“They . . . made the tomb secure . . .”

Matthew 27:62-66
Next day, that is, after the day of Preparation, the chief priests and the Pharisees gathered before Pilate and said, “Sir, we remember how that impostor said, while he was still alive, ‘After three days I will rise.’ Therefore order the tomb to be made secure until the third day, lest his disciples go and steal him away and tell the people, ‘He has risen from the dead,’ and the last fraud will be worse than the first.” Pilate said to them, “You have a guard of soldiers. Go, make it as secure as you can.” So they went and made the tomb secure by sealing the stone and setting a guard.
Tom Wright, Matthew for Everyone (Vol. 2)
The central claim of the early church was, of course, that Jesus of Nazareth had been raised from the dead. The central claim want’ that he was a great teacher, a powerful healer, an inspiring leader, or that he was the victim of a gross miscarriage of justice. All of those were true, but they wouldn’t add up to the early Christian faith and life.

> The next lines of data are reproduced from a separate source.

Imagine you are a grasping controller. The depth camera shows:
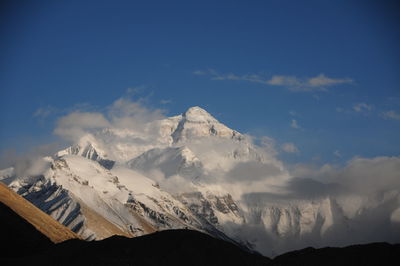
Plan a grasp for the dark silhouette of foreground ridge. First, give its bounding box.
[0,203,400,265]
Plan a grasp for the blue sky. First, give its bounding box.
[0,0,400,163]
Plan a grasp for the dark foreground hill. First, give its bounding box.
[0,197,400,265]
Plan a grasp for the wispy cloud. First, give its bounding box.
[282,142,299,153]
[353,103,374,113]
[160,99,172,104]
[382,110,400,120]
[290,119,300,129]
[193,69,353,92]
[333,150,342,158]
[33,105,58,119]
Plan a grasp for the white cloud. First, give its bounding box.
[290,119,300,129]
[282,142,299,153]
[353,103,373,113]
[54,111,110,142]
[33,105,57,119]
[193,69,353,92]
[333,150,342,158]
[382,110,400,120]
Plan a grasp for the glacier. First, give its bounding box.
[0,107,400,256]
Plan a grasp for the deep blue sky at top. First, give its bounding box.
[0,0,400,165]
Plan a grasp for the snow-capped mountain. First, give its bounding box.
[0,107,399,255]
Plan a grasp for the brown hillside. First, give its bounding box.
[0,182,79,243]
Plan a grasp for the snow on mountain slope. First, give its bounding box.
[0,107,400,255]
[10,155,222,239]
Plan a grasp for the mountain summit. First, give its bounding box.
[0,107,400,256]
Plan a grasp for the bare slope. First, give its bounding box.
[0,182,79,243]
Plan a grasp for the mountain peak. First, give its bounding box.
[183,106,218,122]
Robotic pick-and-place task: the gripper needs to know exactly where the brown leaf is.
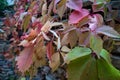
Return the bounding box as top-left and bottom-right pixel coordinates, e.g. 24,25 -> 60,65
17,46 -> 33,73
33,36 -> 46,67
49,52 -> 60,72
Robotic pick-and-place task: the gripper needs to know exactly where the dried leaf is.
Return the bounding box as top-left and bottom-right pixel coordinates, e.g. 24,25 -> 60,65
17,46 -> 33,73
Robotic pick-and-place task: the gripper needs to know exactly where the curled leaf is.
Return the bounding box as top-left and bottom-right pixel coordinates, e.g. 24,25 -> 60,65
17,46 -> 33,73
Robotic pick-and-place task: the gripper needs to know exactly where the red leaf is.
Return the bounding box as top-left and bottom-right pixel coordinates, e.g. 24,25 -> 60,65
66,0 -> 83,12
17,46 -> 33,73
47,41 -> 54,60
69,9 -> 89,24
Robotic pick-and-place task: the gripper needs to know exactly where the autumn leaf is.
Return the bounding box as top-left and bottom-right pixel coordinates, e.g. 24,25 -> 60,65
66,47 -> 91,63
22,14 -> 31,32
47,41 -> 54,60
49,52 -> 60,72
90,33 -> 103,57
68,30 -> 78,48
96,25 -> 120,38
17,46 -> 33,73
57,0 -> 67,19
26,29 -> 37,41
33,36 -> 47,67
66,0 -> 83,11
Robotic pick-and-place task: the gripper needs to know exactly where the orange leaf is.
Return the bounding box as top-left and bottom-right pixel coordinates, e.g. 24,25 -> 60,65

The crucial fact, they believed, was that Jesus had been bodily raised to life after being well and truly dead and buried. This is what they announced to the startled world, the world of Jews and Gentiles (194).

From the very beginning there has been room for doubt, and many have taken that option. But Matthew is concerned that the doubt be located in the right place. There was no confusion about the details of the burial. If you are going to doubt whether Jesus was raised from the dead it must be because you doubt whether the living God could or would do such a thing for Israel’s Messiah, the one on whose shoulders rested the weight of the world’s salvation (196).
Aaron Orendorff
Psalm 2 begins with a question: “Why do the nations rage and the peoples plot in vain?”
The kings of the earth set themselves, and the rulers take counsel together, against the LORD and against his anointed, saying, “Let us burst their bonds apart and cast away their cords from us.” He who sits in the heavens laughs; the Lord holds them in derision. Then he will speak to them in his wrath, and terrify them in his fury, saying, “As for me, I have set my King on Zion, my holy hill” (vv. 2-6).
As early as Acts 4, the first Christians saw in the death, burial and resurrection of Jesus the fulfillment of Psalm 2.

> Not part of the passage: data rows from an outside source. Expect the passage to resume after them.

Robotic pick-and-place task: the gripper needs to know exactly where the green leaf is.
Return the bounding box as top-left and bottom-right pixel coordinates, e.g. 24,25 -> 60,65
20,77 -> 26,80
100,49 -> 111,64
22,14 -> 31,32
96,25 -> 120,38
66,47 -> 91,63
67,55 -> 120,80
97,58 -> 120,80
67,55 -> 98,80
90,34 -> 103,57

“They,” Matthew writes, “made the tomb secure . . .”

All the powers of the world were arraigned against the tomb: religious power—“Herod . . . and the people of Israel”—political power—“Pontius Pilate, along with the Gentiles”—natural power—“a great stone [was rolled] to the entrance of the tomb”—and even supernatural power—“the wages of sin is death.”

Yet for all this security, for all this power, the stone was rolled away, tomb was emptied and death itself defeated.

“If God is for us, who can be against us.”